The air potato is native to Asia and Africa. It was introduced to Florida in 1905, escaped cultivation, and like pythons in Florida’s Everglades, has spread aggressively.

So, could the beetle have another unintended consequence and pose a threat to Florida’s environment?

“No, the beetles have been thoroughly tested to make sure they will only eat air potato. They will not even consume winged yam, a closely related exotic vine, or two related native plants, Florida yam and fourleaf yam,” the University of Florida says.

When Kaluk opened the box, he found eight plastic tubs packed with beetles happily munching on air potato vines.

“If this works, I am going to do the same thing in another area of the preserve,” said Kaluk, who put out the beetles with the help of Dan Powers, district vice chairman. “This will be my favorite beetle if it works.”
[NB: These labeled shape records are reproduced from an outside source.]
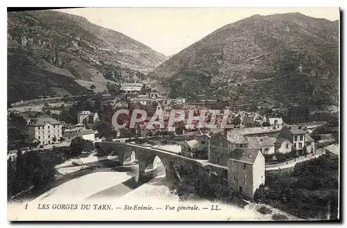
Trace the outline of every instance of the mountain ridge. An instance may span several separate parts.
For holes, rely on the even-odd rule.
[[[78,91],[87,93],[94,85],[94,91],[103,91],[108,83],[145,78],[165,58],[148,46],[81,16],[55,10],[8,12],[8,95],[11,100],[26,98],[16,93],[23,87],[12,82],[19,78],[24,84],[31,83],[26,73],[47,72],[42,88],[30,88],[35,91],[26,94],[30,98],[49,96],[51,87],[59,87],[51,80],[55,74],[77,83],[73,87],[82,87]],[[16,66],[21,69],[15,69]],[[72,95],[79,93],[66,86],[63,89]]]

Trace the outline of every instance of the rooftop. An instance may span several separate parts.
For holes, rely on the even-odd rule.
[[[337,144],[332,144],[329,145],[325,148],[325,150],[329,151],[332,154],[334,154],[335,155],[339,155],[340,153],[340,148],[338,145]]]
[[[230,159],[244,163],[253,164],[260,150],[257,148],[237,149],[230,153]]]
[[[194,148],[198,146],[198,141],[196,139],[189,140],[187,141],[187,144],[191,148]]]
[[[288,128],[288,130],[293,134],[304,134],[305,133],[305,132],[303,129],[299,128],[300,127],[297,125],[287,125],[287,128]]]
[[[269,118],[269,122],[270,122],[271,125],[273,125],[275,123],[275,121],[277,121],[277,124],[283,124],[283,120],[281,118]]]
[[[311,137],[308,134],[305,134],[305,141],[306,142],[314,142],[314,139],[311,138]]]
[[[261,148],[263,146],[273,146],[276,142],[276,138],[270,138],[267,136],[247,138],[248,139],[248,148]]]
[[[29,121],[29,125],[31,126],[44,126],[46,123],[51,125],[59,125],[61,123],[56,121],[53,118],[38,118],[35,119],[32,119]]]
[[[277,132],[278,129],[273,129],[271,127],[260,127],[260,128],[235,128],[228,131],[228,134],[255,134],[270,132]]]

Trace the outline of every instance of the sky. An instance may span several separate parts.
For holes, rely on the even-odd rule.
[[[58,10],[83,16],[167,56],[178,53],[226,24],[256,14],[299,12],[330,21],[339,19],[338,8],[86,8]]]

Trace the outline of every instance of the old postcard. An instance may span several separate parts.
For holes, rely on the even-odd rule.
[[[8,220],[337,220],[339,9],[8,12]]]

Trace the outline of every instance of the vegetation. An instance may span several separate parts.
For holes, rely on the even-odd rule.
[[[339,160],[329,155],[296,164],[292,173],[266,175],[255,193],[256,202],[303,218],[336,219],[339,200]]]
[[[268,213],[272,213],[272,210],[265,206],[262,206],[257,209],[257,211],[263,215],[266,215]]]

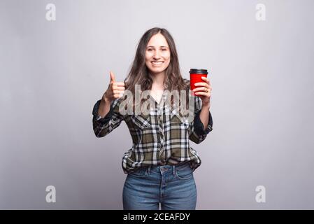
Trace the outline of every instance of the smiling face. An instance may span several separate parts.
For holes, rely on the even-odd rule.
[[[164,36],[152,36],[146,47],[145,63],[152,75],[164,73],[170,63],[170,49]]]

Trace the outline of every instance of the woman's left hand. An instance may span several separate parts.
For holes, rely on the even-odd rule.
[[[197,86],[193,90],[196,96],[199,97],[201,99],[202,106],[209,106],[210,102],[211,95],[211,85],[209,79],[206,77],[201,77],[205,83],[197,83],[195,86]]]

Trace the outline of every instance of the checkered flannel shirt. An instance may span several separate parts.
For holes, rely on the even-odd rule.
[[[164,94],[162,99],[164,97]],[[213,119],[209,112],[208,125],[204,128],[199,118],[201,99],[190,95],[191,99],[194,101],[194,117],[192,122],[179,118],[176,112],[166,113],[169,111],[169,106],[155,100],[155,108],[149,115],[122,115],[119,111],[121,98],[113,101],[109,112],[101,118],[98,115],[99,99],[92,111],[94,132],[96,136],[104,137],[117,128],[122,120],[126,122],[133,144],[122,158],[124,174],[143,166],[173,165],[185,162],[190,162],[194,171],[201,164],[201,159],[190,146],[189,139],[197,144],[203,141],[213,130]]]

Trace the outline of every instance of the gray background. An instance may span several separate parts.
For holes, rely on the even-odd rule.
[[[53,3],[57,20],[45,19]],[[266,20],[255,19],[257,4]],[[124,122],[97,139],[92,109],[123,80],[148,29],[183,76],[208,68],[213,130],[198,209],[314,209],[313,1],[1,1],[0,209],[121,209]],[[45,202],[56,188],[57,202]],[[255,188],[266,188],[266,203]]]

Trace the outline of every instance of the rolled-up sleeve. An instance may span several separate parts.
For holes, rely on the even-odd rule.
[[[213,118],[210,111],[208,111],[208,125],[206,128],[199,118],[201,109],[201,99],[199,97],[194,97],[194,118],[191,125],[190,140],[200,144],[205,140],[209,132],[213,130]]]
[[[117,128],[123,120],[123,116],[119,113],[119,99],[113,101],[110,111],[105,117],[98,114],[101,100],[97,101],[92,110],[92,124],[94,132],[97,137],[104,137]]]

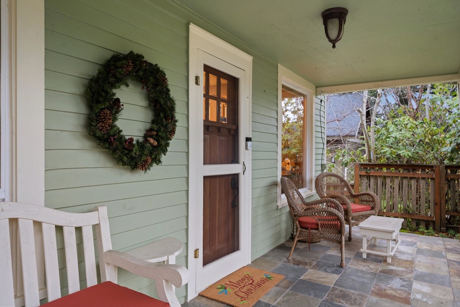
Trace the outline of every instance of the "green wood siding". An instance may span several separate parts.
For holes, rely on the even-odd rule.
[[[192,22],[254,57],[251,258],[289,237],[289,211],[286,207],[278,209],[277,206],[275,62],[242,44],[224,29],[168,2],[45,0],[45,7],[47,206],[80,212],[106,205],[114,249],[130,249],[172,236],[183,243],[177,262],[187,266],[188,46],[189,25]],[[176,136],[163,165],[154,166],[147,174],[130,172],[117,165],[86,132],[88,110],[85,90],[89,79],[113,53],[130,50],[143,54],[165,70],[177,102]],[[138,137],[148,127],[152,114],[139,84],[130,84],[129,89],[117,92],[125,104],[118,124],[126,135]],[[317,104],[316,109],[317,117]],[[320,136],[317,125],[318,148],[322,148]],[[315,159],[318,172],[320,151],[317,151]],[[63,257],[62,251],[60,253]],[[121,272],[119,279],[124,286],[156,295],[149,280],[125,271]],[[176,294],[183,302],[185,287],[177,289]]]

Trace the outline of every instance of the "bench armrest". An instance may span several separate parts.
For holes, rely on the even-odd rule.
[[[179,287],[189,282],[189,271],[182,266],[152,263],[129,254],[110,250],[104,253],[105,262],[140,276],[168,280]]]

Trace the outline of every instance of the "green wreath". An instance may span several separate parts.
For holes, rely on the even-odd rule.
[[[113,90],[129,86],[129,79],[140,82],[148,93],[149,106],[155,114],[143,140],[127,138],[117,125],[123,105]],[[162,163],[176,133],[176,102],[171,97],[165,72],[144,56],[130,51],[114,54],[91,78],[86,89],[89,107],[88,133],[110,151],[119,164],[145,172]]]

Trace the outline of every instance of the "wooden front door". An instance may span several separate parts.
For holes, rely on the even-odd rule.
[[[238,79],[208,65],[203,73],[203,164],[238,163]],[[203,178],[203,265],[238,250],[238,174]]]
[[[197,118],[191,137],[196,140],[191,151],[196,175],[190,180],[198,293],[250,260],[250,154],[245,145],[250,112],[247,72],[200,50],[196,55]]]

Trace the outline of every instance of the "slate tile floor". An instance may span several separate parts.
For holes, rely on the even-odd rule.
[[[388,264],[386,257],[370,254],[363,259],[359,227],[353,234],[351,242],[346,234],[345,268],[339,265],[338,245],[324,240],[312,244],[310,251],[300,243],[291,260],[286,259],[290,240],[254,260],[250,266],[286,276],[255,307],[460,307],[458,240],[401,233]],[[379,240],[375,248],[384,252],[385,246]],[[372,243],[370,247],[374,248]],[[201,296],[182,305],[226,306]]]

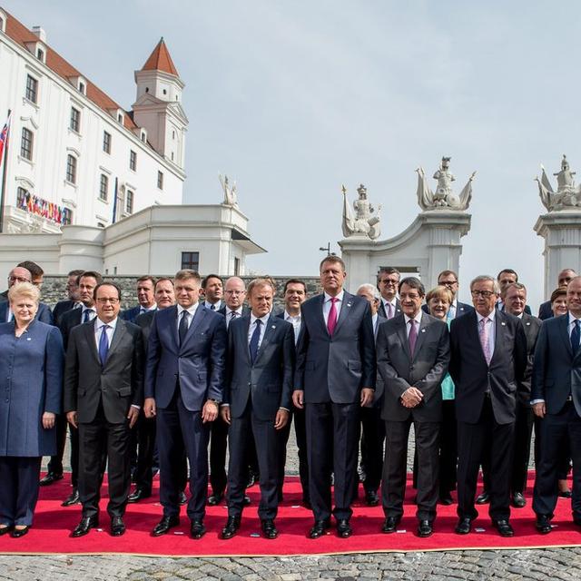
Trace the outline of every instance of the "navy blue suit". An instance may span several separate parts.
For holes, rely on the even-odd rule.
[[[222,399],[226,356],[224,318],[198,304],[183,343],[178,336],[177,307],[156,313],[152,323],[145,367],[145,398],[157,409],[157,447],[160,457],[160,500],[165,517],[180,513],[179,467],[182,438],[190,460],[187,513],[202,520],[208,492],[210,426],[202,421],[207,399]]]
[[[0,524],[32,525],[41,459],[56,451],[42,417],[61,411],[63,360],[55,327],[34,320],[17,338],[0,324]]]

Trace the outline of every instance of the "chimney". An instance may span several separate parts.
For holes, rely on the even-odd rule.
[[[42,26],[33,26],[32,33],[38,37],[38,40],[46,43],[46,33]]]

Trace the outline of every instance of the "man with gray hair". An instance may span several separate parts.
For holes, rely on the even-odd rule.
[[[496,309],[500,294],[492,276],[470,283],[475,312],[450,326],[449,373],[456,385],[458,468],[456,533],[467,535],[478,513],[475,508],[480,460],[490,462],[493,526],[512,537],[510,477],[517,415],[517,389],[527,368],[527,337],[517,317]]]

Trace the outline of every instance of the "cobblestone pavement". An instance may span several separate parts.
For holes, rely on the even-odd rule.
[[[409,461],[413,438],[410,438]],[[65,455],[68,458],[68,453]],[[289,442],[288,474],[297,474]],[[331,556],[165,558],[127,556],[0,556],[0,580],[234,581],[337,579],[559,579],[581,578],[581,547],[497,551],[374,553]]]

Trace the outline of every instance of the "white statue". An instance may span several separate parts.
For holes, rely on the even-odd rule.
[[[365,234],[371,240],[378,239],[381,233],[379,227],[381,204],[378,206],[376,215],[372,216],[375,209],[367,199],[367,188],[360,183],[357,189],[359,199],[353,202],[355,210],[355,216],[353,216],[347,200],[347,188],[342,186],[341,192],[343,192],[343,236],[349,238],[355,234]]]
[[[222,189],[224,191],[224,201],[223,204],[227,206],[236,206],[238,207],[238,198],[236,195],[236,182],[234,182],[234,185],[231,187],[228,182],[228,176],[224,175],[222,177],[222,173],[218,174],[218,179],[220,180],[220,184],[222,185]]]
[[[561,160],[561,171],[553,173],[556,177],[556,192],[553,190],[551,182],[548,181],[547,172],[541,165],[540,180],[538,176],[535,181],[538,183],[538,195],[541,198],[543,205],[548,210],[563,210],[566,207],[581,206],[581,186],[575,185],[576,172],[571,172],[569,162],[566,161],[566,155],[563,155]]]
[[[438,180],[438,186],[434,193],[429,188],[426,173],[423,168],[419,167],[418,172],[418,203],[422,210],[468,210],[472,199],[472,180],[476,172],[468,178],[460,195],[458,196],[452,191],[452,182],[456,181],[454,174],[449,171],[449,157],[442,157],[439,169],[434,173],[434,179]]]

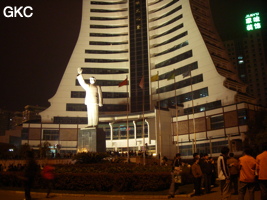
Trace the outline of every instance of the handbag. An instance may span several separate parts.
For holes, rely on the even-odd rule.
[[[175,183],[182,183],[182,176],[181,175],[174,175],[174,182]]]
The University of Florida says it does not have enough experience with the beetles to know how long it will take to control the vines, but has reported heavy damage to air potatoes within a few months of their release elsewhere.

So far, the only issue with the beetles was in Kaluk’s home when they were received Tuesday.

“My wife, Bonnie, would not allow me to open the box last night,” Kaluk said.

Since 2012, when the first air potato leaf beetle were released near Fort Lauderdale, approximately 430,000 beetles have been released in Florida at nearly 2,000 different locations from far south Florida to the panhandle, said Bill Overholt of the University of Florida.

James A. Jones Jr.: 941-745-7053, @jajones1

The air potato leaf beetle was first discovered in Nepal and later in China by U.S. Department of Agriculture scientists.